Budget Cuts Hit Miami-Dade Elections Department
MIAMI (CBS4) – A decade ago Miami-Dade was embroiled in the politics of computerized voting and scandal within the election department.
Cleaned up and using brand new optical machines since 2008, the department has been humming. That is until this week, when Miami-Dade rolled out it’s new budget.
The elections department lost 15 percent of it’s income which means less poll workers, less training for employees, and those sample ballots that arrived in your mailbox just before election day will now only appear in the paper.
“The problem with getting the sample ballot only from the newspaper is not everyone gets the newspaper.” Lida Rodriguez-Taseff of Miami-Dade Election Reform Coalition responded when she heard the news.
Roughly 12% of Miami-Dade residents get the Miami Herald or El Nuevo Herald, according to numbers provided by the newspaper.
The number is disappointing to Rodriguez-Taseff.
“Some of these measures will have the greatest impact on the people who most deserve representation which is poor people, the elderly, people who are dependent on social services.” she said.
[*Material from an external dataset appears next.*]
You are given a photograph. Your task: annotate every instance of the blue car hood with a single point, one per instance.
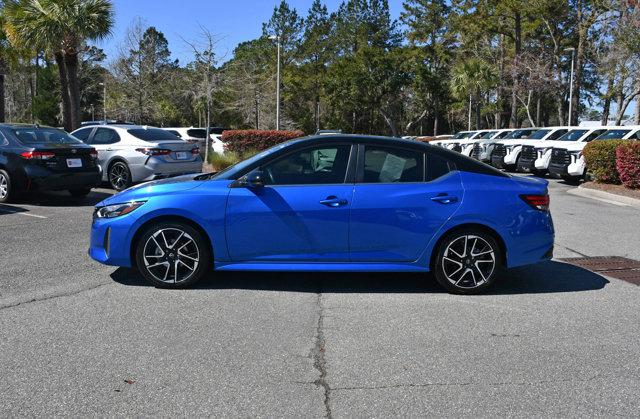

Not everyone agrees though. “If you are going to cut I’d rather you start with the sample ballot than cut poll workers or less training.” University of Miami Political Science professor Chris Mann told CBS4.
He thinks a lack of poll workers will have even more impact.
“That’s going to be where voters experience it. Poll workers who are not well trained make mistakes.”
The mistakes could affect results in a close race. So what is the solution in tough economic times? Some are suggesting fewer elections.
Rodriguez explained “If cities and municipalities combine elections then we don’t have to be running 20 elections. And in fact I did the numbers a year or two ago and it was like 46 elections in one year. That’s insane.”
One could argue though that the budget cuts are needed.
In 10 years, the population of Miami-Dade county has grown roughly 10% while the elections budget has nearly quadrupled from $7 million to $26 million.